Erflater is tegen die uitspraken in beroep gekomen bij de Rechtbank. De Rechtbank heeft de beroepen ongegrond verklaard en de Staat en de Inspecteur veroordeeld tot het betalen van een vergoeding van immateriële schade en tot het vergoeden van proceskosten en griffierecht. Een verzoek om vergoeding van materiële schade heeft de Rechtbank afgewezen.
Erflater heeft tegen de uitspraak van de Rechtbank hoger beroep ingesteld.
Het Hof heeft bepaald dat het onderzoek ter zitting achterwege kan blijven en het onderzoek gesloten.
2 Vaststaande feiten
Erflater was sinds 2018 woonachtig in [Plaats1] , Filipijnen .
Mr. J.T. Gommer (hierna: de gemachtigde) heeft op 27 februari 2025 tegen de uitspraak van de Rechtbank hoger beroep ingesteld.
De gemachtigde heeft op 5 mei 2025 aan het Hof bericht dat erflater is overleden en dat hij niet weet wie de erfgenamen zijn.
Het Hof heeft via de gemachtigde van erflater contactgegevens van een zoon van erflater kunnen achterhalen en hem per brieven van 15 mei 2025 en 19 juni 2025 gevraagd een verklaring van erfrecht over te leggen, dan wel aan het Hof mee te delen bij wie het Hof deze verklaring zou kunnen opvragen. Hierop is geen reactie gekomen. Verzoeken om inzage in de boedelregisters van de rechtbanken Gelderland, Rotterdam en Den Haag hebben evenmin informatie opgeleverd over mogelijke erfgenamen.
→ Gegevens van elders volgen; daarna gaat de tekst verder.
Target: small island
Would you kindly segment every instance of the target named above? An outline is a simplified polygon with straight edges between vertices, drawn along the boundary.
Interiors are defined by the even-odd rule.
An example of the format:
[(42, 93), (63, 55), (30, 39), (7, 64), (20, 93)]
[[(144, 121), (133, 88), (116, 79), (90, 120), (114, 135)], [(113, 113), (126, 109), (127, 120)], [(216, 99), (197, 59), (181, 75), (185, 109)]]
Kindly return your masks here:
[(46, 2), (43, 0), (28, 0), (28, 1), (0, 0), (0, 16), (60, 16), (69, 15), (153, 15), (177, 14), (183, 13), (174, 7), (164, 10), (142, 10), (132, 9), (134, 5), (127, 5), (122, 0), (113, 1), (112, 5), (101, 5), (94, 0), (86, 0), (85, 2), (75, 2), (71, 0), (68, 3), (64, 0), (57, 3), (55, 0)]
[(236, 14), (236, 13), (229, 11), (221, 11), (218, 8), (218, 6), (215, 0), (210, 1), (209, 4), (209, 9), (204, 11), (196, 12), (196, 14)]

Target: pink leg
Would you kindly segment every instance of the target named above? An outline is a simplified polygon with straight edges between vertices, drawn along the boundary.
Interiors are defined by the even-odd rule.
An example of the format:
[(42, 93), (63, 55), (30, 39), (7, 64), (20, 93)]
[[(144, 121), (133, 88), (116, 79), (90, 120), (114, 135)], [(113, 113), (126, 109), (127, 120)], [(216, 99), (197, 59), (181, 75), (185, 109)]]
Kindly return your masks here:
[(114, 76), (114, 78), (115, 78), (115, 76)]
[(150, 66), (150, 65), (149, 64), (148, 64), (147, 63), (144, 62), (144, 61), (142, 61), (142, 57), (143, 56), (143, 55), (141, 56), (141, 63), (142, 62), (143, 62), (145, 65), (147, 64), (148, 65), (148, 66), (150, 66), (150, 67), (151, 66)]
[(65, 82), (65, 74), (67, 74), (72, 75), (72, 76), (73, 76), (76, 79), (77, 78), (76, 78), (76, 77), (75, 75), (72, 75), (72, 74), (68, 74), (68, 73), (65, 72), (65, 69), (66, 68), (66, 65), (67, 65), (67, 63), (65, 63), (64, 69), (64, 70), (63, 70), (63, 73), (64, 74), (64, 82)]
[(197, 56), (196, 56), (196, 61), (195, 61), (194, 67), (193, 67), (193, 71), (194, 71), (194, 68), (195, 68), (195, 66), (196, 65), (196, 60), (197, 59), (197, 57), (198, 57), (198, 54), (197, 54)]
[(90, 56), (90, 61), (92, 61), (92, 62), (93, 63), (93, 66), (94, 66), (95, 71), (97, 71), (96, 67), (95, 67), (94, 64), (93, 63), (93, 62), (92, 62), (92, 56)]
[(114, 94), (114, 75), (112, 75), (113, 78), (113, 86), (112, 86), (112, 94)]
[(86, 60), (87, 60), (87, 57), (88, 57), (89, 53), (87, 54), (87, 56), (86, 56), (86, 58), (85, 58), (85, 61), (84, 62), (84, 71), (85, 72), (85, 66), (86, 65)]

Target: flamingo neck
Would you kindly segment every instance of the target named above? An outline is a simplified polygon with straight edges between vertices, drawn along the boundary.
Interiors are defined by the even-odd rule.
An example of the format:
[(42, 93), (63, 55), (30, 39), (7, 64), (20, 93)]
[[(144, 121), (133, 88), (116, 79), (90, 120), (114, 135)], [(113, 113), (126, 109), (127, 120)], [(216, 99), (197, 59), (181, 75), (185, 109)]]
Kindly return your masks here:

Het Hof heeft op 17 juli 2025, op grond van artikel 4:204 BW, aan de Inspecteur verzocht de rechtbank te verzoeken een vereffenaar van de nalatenschap te benoemen. De Inspecteur heeft bericht dat hij daarvoor geen aanleiding ziet.
3 Beoordeling van het geschil
Erflater, de indiener van het hoger beroep, is tijdens de procedure in hoger beroep overleden. Niet kan worden gezegd dat de overledene enig belang heeft bij voortzetting van het geding in hoger beroep.
Onbekend is gebleven wie de erfgenamen van erflater zijn.
Niet aannemelijk is dat er onbekende belanghebbenden zijn die de onderhavige procedure in hoger beroep zouden willen voortzetten. Daarom heeft het Hof ervan afgezien om op de voet van artikel 8:26, tweede lid, van de Algemene wet bestuursrecht in de Staatscourant of in een ander medium te doen aankondigen dat de onderhavige zaak bij het Hof aanhangig is.
Gelet op het hiervoor overwogene, moet worden geconcludeerd dat het processuele belang aan de beoordeling van het onderhavige hoger beroep is komen te ontvallen, zodat het ingestelde hoger beroep niet-ontvankelijk dient te worden verklaard.